- Born: 15 December 1960 (age 65) Sydney, Australia
- Citizenship: Australian
- Education: Princeton University Australian National University
- Scientific career
- Fields: Theoretical Physics Theoretical Chemistry
- Workplaces: University of Queensland
- Doctoral advisor: Jim Sauls
- Other academic advisors: Hans Buchdahl

= Ross H. McKenzie =

Ross H. McKenzie is a Professor in Physics at the University of Queensland. From 2008 to 2012 he held an Australian Professorial Fellowship from the Australian Research Council.

==Works==
McKenzie works on quantum many-body theory of complex materials ranging from organic superconductors to biomolecules to rare-earth oxide catalysts. He is critical of claims that quantum effects are significant in understanding the function of biomolecules. He is author of a blog, "Condensed Concepts: Ruminations on emergent phenomena in condensed phases of matter".

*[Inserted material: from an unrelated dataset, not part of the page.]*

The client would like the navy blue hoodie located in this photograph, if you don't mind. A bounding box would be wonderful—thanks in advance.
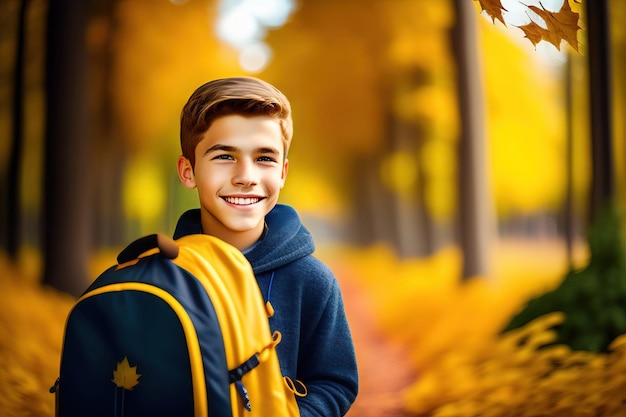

McKenzie is a Christian. He is author of a blog "Soli Deo Gloria: Thoughts on Theology, Science, and Culture". He has written several papers about the relationship between science and theology.

==Education==
He received his BSc from Australian National University. He obtained an MA from Princeton University. He completed his PhD at Princeton University in 1989, under Jim Sauls, with a thesis entitled: Nonlinear interaction of zero sound with the order parameter collective modes in superfluid 3He-B.